[mpiwg-sessions] MPICH/hydra happier with Dan's test cases (kind of)

HOLMES Daniel d.holmes at epcc.ed.ac.uk
Mon Sep 17 10:42:33 CDT 2018


Hi Howard, et al,

Howard: thanks for checking this on MPICH. Looks like we need a cross-mpirun example code - we could work on that this week.
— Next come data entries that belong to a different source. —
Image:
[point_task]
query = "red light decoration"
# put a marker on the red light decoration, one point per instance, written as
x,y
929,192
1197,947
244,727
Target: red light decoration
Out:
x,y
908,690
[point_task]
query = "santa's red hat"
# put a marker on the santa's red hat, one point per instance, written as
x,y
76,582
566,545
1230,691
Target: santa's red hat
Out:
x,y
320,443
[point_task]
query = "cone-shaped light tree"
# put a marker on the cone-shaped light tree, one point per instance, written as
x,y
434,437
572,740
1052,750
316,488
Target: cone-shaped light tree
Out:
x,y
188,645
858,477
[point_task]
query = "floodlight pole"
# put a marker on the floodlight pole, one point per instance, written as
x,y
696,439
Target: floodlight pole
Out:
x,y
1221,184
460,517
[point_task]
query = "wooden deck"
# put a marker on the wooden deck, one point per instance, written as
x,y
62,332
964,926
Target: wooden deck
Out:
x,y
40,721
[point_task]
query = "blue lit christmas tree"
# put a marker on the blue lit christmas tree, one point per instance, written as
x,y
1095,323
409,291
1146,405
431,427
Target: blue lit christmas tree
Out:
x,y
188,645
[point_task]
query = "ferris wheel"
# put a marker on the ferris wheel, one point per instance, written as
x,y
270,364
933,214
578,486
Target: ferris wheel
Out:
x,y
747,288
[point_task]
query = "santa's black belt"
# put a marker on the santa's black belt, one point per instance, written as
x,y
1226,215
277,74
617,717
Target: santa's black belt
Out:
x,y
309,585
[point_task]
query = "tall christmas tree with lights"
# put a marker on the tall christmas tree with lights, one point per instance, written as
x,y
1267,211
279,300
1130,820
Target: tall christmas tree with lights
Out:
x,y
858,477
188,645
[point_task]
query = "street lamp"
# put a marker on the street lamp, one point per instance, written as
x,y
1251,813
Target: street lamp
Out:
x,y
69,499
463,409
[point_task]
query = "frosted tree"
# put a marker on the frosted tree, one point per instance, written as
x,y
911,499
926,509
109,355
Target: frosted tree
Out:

All: *reminder* no telecon today - we’ll meet up during the MPI Forum in a couple of days.

Cheers,
Dan.
—
Dr Daniel Holmes PhD
Applications Consultant in HPC Research
d.holmes at epcc.ed.ac.uk<mailto:d.holmes at epcc.ed.ac.uk>
Phone: +44 (0) 131 651 3465
Mobile: +44 (0) 7940 524 088
Address: Room 2.09, Bayes Centre, 47 Potterrow, Central Area, Edinburgh, EH8 9BT
—
The University of Edinburgh is a charitable body, registered in Scotland, with registration number SC005336.
—

On 17 Sep 2018, at 05:39, Pritchard Jr., Howard via mpiwg-sessions <mpiwg-sessions at lists.mpi-forum.org<mailto:mpiwg-sessions at lists.mpi-forum.org>> wrote:

Hi Folks,

I made some minor corrections to the two problem test cases and they now work
with mpich.  I opened a PR and assigned Dan as the reviewer.

Howard

--
Howard Pritchard
B Schedule
HPC-ENV
Office 9, 2nd floor Research Park
TA-03, Building 4200, Room 203
Los Alamos National Laboratory


From: mpiwg-sessions <mpiwg-sessions-bounces at lists.mpi-forum.org<mailto:mpiwg-sessions-bounces at lists.mpi-forum.org>> on behalf of MPI Sessions working group <mpiwg-sessions at lists.mpi-forum.org<mailto:mpiwg-sessions at lists.mpi-forum.org>>
Reply-To: MPI Sessions working group <mpiwg-sessions at lists.mpi-forum.org<mailto:mpiwg-sessions at lists.mpi-forum.org>>
Date: Sunday, September 16, 2018 at 10:10 PM
To: MPI Sessions working group <mpiwg-sessions at lists.mpi-forum.org<mailto:mpiwg-sessions at lists.mpi-forum.org>>
Cc: Howard Pritchard <howardp at lanl.gov<mailto:howardp at lanl.gov>>
Subject: [mpiwg-sessions] MPICH/hydra happier with Dan's test cases (kind of)

HI Folks,

MPICH/hydra is happy with libCFG_noMCW, even with all the sleeps
removed. I ran up to 36 ranks with hydra/mpich and didn’t see a problem.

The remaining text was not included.